The average cost of a Hollywood film has broken the $100m (£55m) barrier, the outgoing Motion Picture Association of America (MPAA) president has said.
The Matrix Reloaded was reported to have had a $127m budget
Jack Valenti said the average cost of releasing a movie reached $102.8m in 2003 - up 15% on the previous year.
That included $63.8m (£35m) to make the film and $39m (£21m) to market it.
The increase came in a year when US box office takings fell slightly to $9.5bn (£5.2bn) - but 2003 still had the second-highest total in history.
Mr Valenti said the climbing film budgets were like "the cost tapeworm wiggling so energetically in film production, nibbling, chewing, eating the fiscal molecules of the business".
He urged film producers to keep budgets tight, and said keeping costs down was "a fervid priority".
Jack Valenti said producers needed to keep control of budgets
The average outlay of $63.8m to film a movie was up 8.6% compared with 2002, Mr Valenti said.
And the costs of marketing and distributing a film rose by 27% - which was put down to a rise in the cost of television advertising.
The major Hollywood studios were facing a profits squeeze, despite rising revenue from DVD and video sales, Mr Valenti added.
But in Mr Valenti's view, the industry had had "a good year".

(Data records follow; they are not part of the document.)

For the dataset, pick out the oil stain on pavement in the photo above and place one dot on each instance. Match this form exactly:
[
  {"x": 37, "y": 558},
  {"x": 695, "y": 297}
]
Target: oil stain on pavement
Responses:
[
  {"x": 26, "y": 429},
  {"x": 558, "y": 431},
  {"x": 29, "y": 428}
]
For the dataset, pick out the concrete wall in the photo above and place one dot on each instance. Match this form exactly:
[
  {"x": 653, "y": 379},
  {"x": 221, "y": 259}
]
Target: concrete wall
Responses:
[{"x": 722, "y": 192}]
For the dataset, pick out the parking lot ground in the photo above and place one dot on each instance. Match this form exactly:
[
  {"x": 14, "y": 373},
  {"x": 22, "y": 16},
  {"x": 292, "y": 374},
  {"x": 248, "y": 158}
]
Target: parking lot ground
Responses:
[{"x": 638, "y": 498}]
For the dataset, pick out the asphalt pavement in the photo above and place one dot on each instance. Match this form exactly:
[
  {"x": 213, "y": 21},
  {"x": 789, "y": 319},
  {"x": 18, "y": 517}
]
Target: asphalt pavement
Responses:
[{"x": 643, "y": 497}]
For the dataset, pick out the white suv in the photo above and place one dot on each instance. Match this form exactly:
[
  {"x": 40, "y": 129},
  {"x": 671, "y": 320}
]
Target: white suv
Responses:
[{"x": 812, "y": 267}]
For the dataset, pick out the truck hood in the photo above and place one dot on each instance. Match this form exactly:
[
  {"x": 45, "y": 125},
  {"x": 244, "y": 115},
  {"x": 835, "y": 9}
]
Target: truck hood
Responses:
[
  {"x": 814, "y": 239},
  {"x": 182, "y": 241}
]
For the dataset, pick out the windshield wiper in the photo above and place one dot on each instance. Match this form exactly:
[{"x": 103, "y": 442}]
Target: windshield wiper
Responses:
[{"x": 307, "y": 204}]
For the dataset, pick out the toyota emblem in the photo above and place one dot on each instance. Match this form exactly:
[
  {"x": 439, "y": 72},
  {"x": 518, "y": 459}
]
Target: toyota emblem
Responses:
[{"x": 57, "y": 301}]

The average cost of a movie ticket rose again in 2003 to $6.03 (£3.35).
Mr Valenti, 82, speaking at an industry conference in Las Vegas, also confirmed that he would retire from the association after 38 years as president.
He said he believed the MPAA may find a new president in the next two or three months.
"I look at this with mixed emotions because when you've done something so long, it's difficult to tear yourself away from it," Mr Valenti said.